Lee-Chin touts benefits of investing during crisis at Re-Align Business and Investment Conference
Chairman of the NCB Financial Group, Michael Lee-Chin has touted the benefits of investing especially during a slump in order to build wealth over time.
Assuring potential local investors that there was no time to waste, he noted that “the time value of money gained by the right decision today is significant”.
He was addressing the recent Re-Align Business and Investment Conference held by Entrepreneurial Partners at the AC Hotel in Kingston under the theme ‘Removing the Barriers’.
In underlining his point, Lee-Chin quoted from the legendary multi-billionaire investor Warren Buffett who noted that “to invest successfully over a lifetime does not require a stratospheric IQ, unusual business insights, or inside information. What’s needed is a sound intellectual framework for making decisions and the ability to keep emotions from corroding that framework.”
Giving a breakdown of the time-line gains in NCB investments, Lee-Chin showed how a J$1 million investment would deliver exponential returns from 10 to 40 years at an interest rate of 11.40 per cent.
For 10 years the investment would yield $2,943,418; 20 years, $8,663,708; 30 years, $25,500,913; and in 40 years, $75,059,840.
“Total rate of return over a long period of time makes an exponential difference,” Lee-Chin noted, citing Albert Einstein’s pronouncement that “compound interest is the 8th wonder of the world”.
He urged investors to take advantage of the current slowdown in Jamaica’s stock market as crises have proven to be the best time to invest, noting that Jamaica has many sound companies.
“Crisis equals danger plus opportunity.
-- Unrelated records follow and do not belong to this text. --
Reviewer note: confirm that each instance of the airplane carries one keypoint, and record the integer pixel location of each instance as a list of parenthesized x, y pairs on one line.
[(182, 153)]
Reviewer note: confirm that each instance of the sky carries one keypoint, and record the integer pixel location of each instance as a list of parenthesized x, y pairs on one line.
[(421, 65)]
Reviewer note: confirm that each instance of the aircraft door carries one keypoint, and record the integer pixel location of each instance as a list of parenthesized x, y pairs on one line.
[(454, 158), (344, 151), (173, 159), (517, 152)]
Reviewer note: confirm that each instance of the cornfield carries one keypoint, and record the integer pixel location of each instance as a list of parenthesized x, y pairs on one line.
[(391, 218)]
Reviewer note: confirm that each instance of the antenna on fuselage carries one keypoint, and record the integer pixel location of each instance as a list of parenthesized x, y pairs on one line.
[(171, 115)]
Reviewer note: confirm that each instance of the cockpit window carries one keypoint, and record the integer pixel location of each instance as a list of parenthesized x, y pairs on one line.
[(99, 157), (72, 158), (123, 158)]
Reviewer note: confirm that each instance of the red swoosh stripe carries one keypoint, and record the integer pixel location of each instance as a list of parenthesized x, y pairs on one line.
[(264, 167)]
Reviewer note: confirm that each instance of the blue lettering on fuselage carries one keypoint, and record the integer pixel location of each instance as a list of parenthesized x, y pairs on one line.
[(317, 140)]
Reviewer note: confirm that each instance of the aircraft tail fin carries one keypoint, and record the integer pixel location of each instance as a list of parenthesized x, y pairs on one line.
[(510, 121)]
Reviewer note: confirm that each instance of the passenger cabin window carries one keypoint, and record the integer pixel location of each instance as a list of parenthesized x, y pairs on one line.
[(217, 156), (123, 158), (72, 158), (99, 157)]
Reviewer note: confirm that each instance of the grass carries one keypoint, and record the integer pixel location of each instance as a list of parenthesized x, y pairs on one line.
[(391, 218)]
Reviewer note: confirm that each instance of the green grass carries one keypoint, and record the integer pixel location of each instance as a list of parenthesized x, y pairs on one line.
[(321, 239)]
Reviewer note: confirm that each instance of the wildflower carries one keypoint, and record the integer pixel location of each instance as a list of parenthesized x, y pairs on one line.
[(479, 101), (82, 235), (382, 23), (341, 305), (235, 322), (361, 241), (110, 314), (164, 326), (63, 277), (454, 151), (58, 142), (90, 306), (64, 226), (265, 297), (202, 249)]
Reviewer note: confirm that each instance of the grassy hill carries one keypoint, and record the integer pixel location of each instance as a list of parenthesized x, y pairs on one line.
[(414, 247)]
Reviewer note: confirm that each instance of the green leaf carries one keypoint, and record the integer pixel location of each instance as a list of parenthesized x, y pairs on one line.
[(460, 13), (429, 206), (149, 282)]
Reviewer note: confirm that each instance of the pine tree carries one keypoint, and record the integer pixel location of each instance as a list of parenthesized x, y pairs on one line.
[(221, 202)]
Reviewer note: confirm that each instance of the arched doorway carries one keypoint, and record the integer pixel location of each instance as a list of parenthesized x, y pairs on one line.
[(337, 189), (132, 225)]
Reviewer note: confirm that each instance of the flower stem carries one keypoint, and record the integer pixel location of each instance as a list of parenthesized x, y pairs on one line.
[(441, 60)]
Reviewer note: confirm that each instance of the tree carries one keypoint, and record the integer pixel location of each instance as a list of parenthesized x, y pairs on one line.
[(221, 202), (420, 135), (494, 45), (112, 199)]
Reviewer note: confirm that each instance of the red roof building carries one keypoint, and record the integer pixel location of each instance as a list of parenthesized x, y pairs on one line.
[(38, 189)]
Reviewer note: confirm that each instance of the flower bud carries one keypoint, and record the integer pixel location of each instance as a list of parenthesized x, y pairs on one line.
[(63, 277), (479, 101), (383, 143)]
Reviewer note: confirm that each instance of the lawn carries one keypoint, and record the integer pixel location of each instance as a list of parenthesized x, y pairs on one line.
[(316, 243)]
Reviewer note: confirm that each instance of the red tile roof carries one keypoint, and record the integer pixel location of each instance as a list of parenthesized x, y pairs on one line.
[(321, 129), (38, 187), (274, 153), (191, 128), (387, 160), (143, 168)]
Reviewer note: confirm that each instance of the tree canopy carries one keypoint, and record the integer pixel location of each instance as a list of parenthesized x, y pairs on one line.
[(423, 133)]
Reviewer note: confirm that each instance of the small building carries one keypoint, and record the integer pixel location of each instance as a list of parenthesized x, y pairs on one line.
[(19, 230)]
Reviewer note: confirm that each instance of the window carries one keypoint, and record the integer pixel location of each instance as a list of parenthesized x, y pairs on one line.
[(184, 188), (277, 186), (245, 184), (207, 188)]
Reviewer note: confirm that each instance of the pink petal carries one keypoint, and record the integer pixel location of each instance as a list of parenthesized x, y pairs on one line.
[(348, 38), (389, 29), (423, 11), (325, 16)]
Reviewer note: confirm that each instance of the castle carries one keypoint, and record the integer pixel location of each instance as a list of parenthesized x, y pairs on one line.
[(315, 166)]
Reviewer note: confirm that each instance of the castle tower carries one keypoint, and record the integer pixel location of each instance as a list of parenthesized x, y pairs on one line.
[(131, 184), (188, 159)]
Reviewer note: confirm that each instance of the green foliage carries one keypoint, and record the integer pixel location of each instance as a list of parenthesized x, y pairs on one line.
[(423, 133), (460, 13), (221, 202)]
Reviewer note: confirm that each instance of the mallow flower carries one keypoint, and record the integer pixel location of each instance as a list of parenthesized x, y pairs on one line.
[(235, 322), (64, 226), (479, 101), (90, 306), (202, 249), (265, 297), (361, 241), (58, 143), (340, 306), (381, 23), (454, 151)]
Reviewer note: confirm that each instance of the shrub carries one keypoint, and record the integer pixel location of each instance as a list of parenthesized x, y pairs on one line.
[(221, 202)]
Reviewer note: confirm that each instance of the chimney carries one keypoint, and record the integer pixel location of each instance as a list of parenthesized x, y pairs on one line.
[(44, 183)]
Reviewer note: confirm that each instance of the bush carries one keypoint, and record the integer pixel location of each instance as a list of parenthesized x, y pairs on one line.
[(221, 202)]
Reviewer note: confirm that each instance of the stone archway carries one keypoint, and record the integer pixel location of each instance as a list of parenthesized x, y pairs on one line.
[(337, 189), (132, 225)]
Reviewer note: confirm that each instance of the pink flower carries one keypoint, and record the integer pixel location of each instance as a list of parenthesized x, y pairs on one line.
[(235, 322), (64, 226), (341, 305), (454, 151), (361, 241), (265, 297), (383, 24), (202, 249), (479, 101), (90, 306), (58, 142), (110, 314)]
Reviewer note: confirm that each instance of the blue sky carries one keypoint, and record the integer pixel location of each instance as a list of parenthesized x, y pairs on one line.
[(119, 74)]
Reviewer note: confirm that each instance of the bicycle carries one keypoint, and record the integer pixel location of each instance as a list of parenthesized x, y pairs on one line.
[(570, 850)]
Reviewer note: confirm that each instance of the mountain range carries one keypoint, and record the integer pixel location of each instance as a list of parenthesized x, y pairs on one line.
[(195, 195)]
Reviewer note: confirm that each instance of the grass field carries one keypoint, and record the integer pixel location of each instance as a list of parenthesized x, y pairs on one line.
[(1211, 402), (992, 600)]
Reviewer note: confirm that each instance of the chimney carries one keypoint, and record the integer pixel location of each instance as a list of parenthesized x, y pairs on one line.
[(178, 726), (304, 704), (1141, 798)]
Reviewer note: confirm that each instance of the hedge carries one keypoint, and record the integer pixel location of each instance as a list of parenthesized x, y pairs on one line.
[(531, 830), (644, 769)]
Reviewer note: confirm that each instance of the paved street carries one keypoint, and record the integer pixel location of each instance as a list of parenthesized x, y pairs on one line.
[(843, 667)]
Don’t forget that,” he noted.
The billionaire banker who successfully leveraged Canadian wealth management and mutual fund company AIC from less than CAD$1 million in assets when he purchased it in 1987, to achieve over CAD$10 billion by 2002, gave the assembled large and SME businesspersons, professionals and top business students from the Jose Marti High School key pointers on achieving wealth, while urging prospective investors to live by the three Ps, Predict, Plan and Persevere.
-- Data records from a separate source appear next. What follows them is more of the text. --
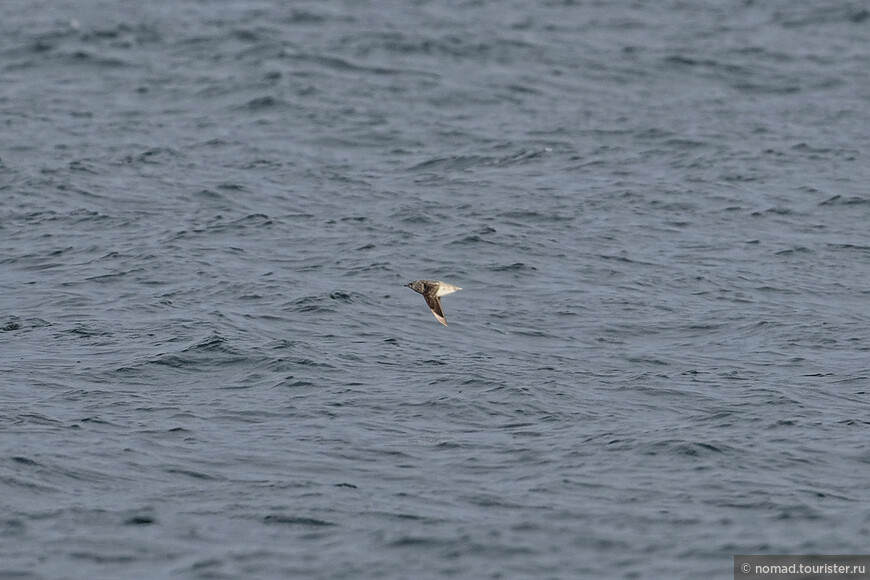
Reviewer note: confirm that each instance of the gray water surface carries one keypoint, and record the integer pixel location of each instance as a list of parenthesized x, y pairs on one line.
[(209, 367)]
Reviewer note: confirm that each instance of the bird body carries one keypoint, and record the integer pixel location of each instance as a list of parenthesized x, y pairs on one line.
[(432, 291)]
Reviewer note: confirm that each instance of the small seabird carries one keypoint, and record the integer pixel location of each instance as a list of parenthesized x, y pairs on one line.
[(432, 291)]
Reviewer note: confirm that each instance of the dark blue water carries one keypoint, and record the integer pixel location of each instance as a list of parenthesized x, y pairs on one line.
[(209, 367)]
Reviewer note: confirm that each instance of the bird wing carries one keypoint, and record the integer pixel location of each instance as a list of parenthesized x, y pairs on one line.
[(434, 304)]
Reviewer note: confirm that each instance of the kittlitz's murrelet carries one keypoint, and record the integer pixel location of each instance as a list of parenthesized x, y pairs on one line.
[(432, 291)]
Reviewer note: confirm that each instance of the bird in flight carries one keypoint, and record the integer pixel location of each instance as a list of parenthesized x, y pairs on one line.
[(432, 291)]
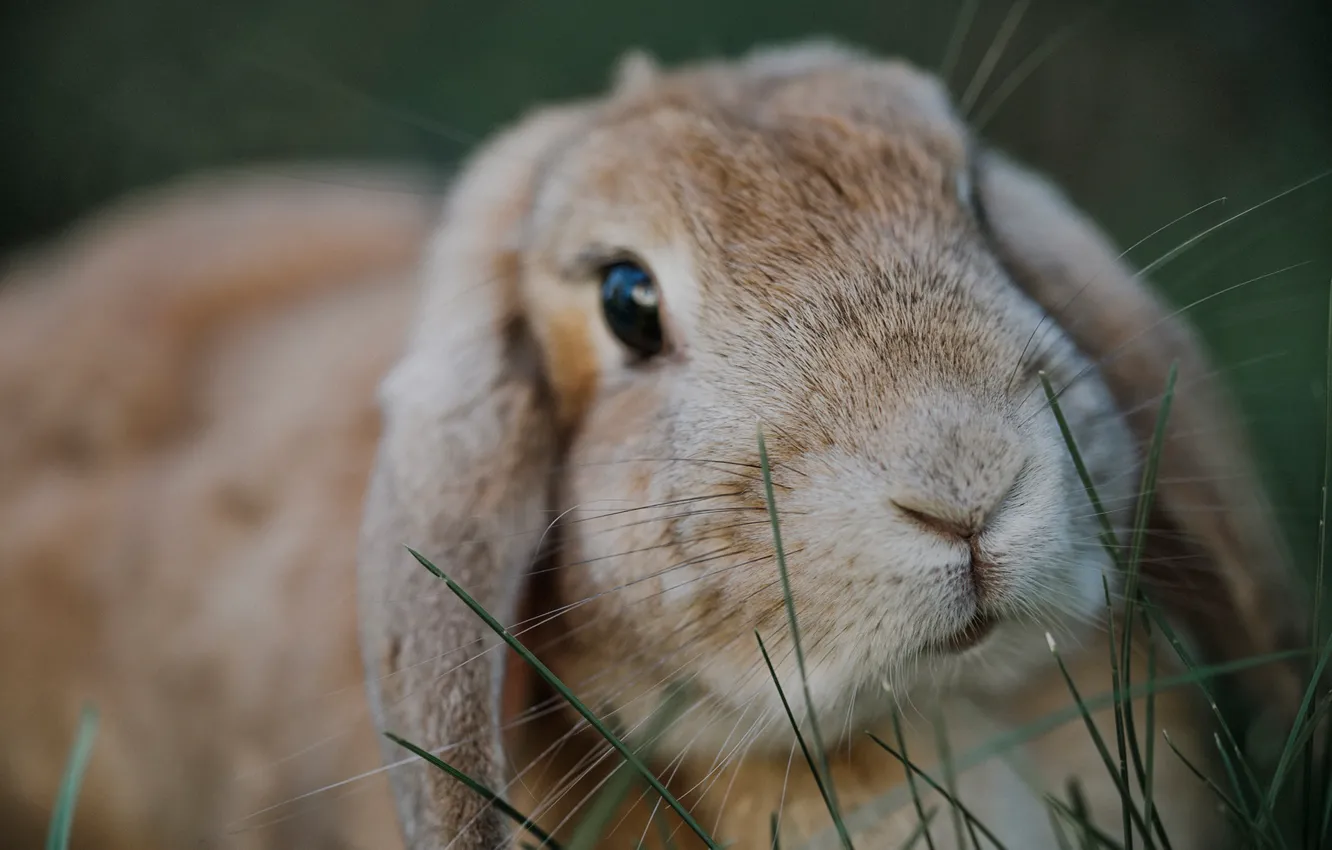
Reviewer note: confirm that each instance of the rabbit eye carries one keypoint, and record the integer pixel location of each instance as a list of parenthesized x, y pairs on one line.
[(630, 301)]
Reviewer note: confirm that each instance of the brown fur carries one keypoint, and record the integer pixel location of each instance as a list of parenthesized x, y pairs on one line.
[(196, 424)]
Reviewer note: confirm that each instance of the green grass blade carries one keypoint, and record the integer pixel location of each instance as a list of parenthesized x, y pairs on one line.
[(1078, 814), (1319, 572), (1132, 593), (573, 700), (921, 830), (1107, 530), (63, 812), (1283, 764), (1126, 796), (592, 826), (818, 778), (1148, 801), (911, 785), (790, 614), (953, 801), (1206, 780), (481, 790), (950, 782), (1120, 736), (1056, 826)]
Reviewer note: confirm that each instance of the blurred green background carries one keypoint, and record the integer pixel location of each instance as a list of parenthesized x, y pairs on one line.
[(1144, 112)]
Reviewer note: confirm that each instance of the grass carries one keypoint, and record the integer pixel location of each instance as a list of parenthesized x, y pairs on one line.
[(63, 813), (1250, 802)]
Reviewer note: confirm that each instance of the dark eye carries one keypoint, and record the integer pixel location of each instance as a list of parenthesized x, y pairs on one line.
[(630, 304)]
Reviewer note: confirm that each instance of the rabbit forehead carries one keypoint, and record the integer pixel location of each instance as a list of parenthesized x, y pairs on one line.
[(798, 232)]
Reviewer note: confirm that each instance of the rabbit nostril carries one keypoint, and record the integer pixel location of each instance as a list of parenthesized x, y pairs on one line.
[(981, 570), (942, 525)]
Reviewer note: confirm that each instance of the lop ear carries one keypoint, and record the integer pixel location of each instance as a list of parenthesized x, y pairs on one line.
[(464, 474), (1215, 560)]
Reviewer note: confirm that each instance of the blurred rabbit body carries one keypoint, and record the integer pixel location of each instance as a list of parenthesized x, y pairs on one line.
[(204, 388)]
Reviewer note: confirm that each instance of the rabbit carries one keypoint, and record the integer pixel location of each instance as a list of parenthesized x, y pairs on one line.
[(249, 400), (806, 244), (185, 438)]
He revealed his three-step formula for success which included: “Securing access, most often through education; develop and stick to a sound intellectual framework that is absolute, not relative; and control your emotions. Be disciplined.”
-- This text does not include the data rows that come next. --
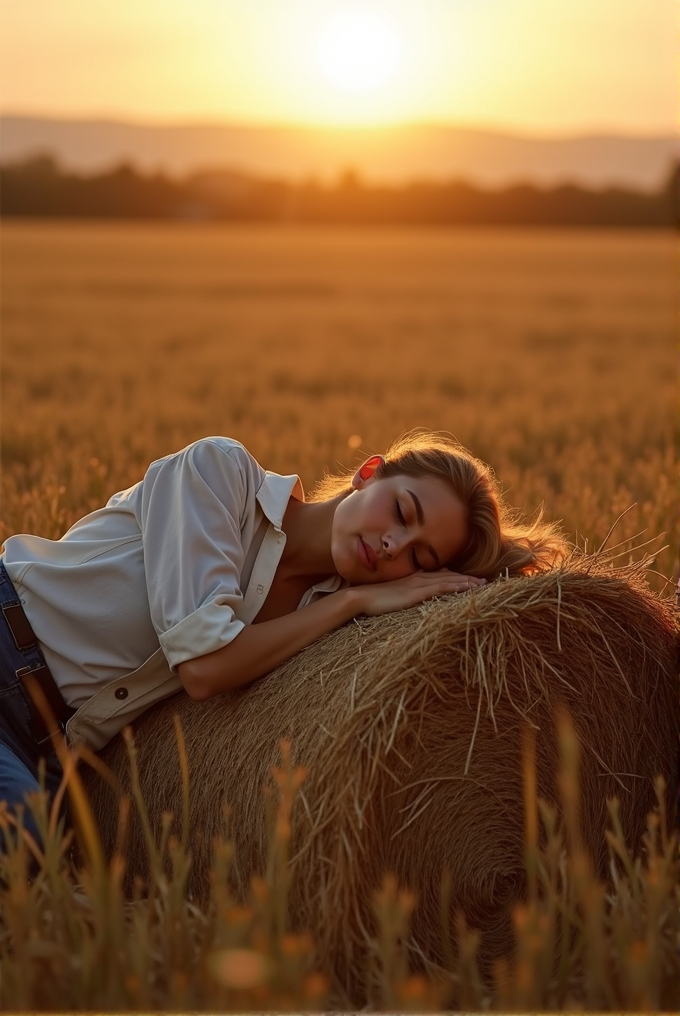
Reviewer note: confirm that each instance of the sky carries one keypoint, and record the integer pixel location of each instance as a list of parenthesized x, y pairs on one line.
[(537, 66)]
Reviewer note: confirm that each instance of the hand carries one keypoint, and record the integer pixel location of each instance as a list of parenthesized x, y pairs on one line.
[(383, 597)]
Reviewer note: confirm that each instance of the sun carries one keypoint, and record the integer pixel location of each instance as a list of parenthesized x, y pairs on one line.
[(358, 51)]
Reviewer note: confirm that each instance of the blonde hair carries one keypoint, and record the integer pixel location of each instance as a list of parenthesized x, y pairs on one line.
[(500, 541)]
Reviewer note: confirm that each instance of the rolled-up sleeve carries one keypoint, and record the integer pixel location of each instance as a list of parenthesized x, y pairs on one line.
[(190, 518)]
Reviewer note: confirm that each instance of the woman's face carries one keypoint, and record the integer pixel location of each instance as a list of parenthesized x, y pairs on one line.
[(390, 527)]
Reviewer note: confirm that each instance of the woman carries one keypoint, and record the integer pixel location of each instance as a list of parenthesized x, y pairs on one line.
[(210, 572)]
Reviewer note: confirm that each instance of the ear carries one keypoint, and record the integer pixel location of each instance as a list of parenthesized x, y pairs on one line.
[(366, 470)]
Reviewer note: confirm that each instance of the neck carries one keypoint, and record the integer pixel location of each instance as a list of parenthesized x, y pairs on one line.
[(308, 530)]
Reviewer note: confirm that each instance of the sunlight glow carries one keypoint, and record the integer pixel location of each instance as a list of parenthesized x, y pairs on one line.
[(358, 52)]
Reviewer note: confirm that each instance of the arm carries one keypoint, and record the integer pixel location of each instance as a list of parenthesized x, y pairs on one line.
[(260, 648)]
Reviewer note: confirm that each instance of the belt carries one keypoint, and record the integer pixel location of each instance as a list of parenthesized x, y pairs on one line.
[(24, 639)]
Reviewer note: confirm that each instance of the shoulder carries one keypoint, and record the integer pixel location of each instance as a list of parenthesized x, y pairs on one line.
[(215, 460)]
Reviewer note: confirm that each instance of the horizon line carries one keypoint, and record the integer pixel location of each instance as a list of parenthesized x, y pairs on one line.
[(476, 127)]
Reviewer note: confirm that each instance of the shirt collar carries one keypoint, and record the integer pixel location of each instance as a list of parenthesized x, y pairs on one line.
[(274, 493)]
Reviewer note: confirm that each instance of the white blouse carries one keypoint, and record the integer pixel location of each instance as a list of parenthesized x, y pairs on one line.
[(171, 569)]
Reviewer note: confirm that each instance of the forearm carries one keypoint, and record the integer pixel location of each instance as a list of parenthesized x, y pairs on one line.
[(260, 648)]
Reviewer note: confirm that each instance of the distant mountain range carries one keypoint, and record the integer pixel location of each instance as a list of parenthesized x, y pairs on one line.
[(389, 154)]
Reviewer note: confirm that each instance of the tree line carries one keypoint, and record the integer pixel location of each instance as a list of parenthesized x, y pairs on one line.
[(39, 187)]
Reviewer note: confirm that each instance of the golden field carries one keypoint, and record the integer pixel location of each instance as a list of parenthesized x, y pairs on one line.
[(551, 355)]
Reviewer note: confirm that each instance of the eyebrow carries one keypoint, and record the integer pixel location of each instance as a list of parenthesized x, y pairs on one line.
[(421, 521)]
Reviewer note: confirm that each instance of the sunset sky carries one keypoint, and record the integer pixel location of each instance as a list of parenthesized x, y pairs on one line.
[(544, 66)]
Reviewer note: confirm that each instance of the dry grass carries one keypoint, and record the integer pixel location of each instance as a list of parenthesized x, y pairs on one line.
[(551, 355), (411, 729)]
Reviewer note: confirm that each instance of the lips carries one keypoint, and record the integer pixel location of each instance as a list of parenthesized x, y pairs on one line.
[(367, 555)]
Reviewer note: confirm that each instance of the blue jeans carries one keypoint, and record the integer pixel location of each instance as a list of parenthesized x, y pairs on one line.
[(19, 752)]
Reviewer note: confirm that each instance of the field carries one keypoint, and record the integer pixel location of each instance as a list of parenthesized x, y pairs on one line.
[(551, 355)]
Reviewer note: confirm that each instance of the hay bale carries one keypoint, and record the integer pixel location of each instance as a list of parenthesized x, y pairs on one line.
[(411, 726)]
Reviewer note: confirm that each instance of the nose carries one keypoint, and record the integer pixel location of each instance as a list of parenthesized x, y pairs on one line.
[(393, 545)]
He further recommended Warren Buffett’s advice to “identify a role model, get the recipe and, follow the recipe faithfully,” noting that too many businesses were becoming commoditised and that led to stagnation.
In his presentation to the gathering, founder and chairman of Entrepreneurial Partners, Garfield Daley addressed the role of his company in facilitating the development of Micro, Small and Medium (MSME) scale entities which were often hobbled by a lack of managerial skills and good governance practices, although many Jamaican’s had been “bitten by the entrepreneurial bug” which was positive.
He highlighted Jamaica’s history of producing innovative entrepreneurs in industry, finance and other sectors, noting that at various stages Jamaica had led the Caribbean in these areas.
“Jamaica had the largest insurance company in the region, Mutual Life, we produced Desnoes and Geddes and a world class brand, Red Stripe beer, Life of Jamaica (LOJ) driven by Danny Williams and many others,” Daley said.
“We produced Michael Lee-Chin, the first black billionaire in Canada, and chairman of the NCB Group and Jamaica, at one point Jamaica had the leading stock exchange in the world headed by Dr Marlene Street Forrest,” he continued. “We need to rekindle these big ideas and through our quest towards the re-alignment of businesses we are assisting companies to scale up and to take advantage of the $750 million available today through the Jamaican Stock Exchange and other sources.”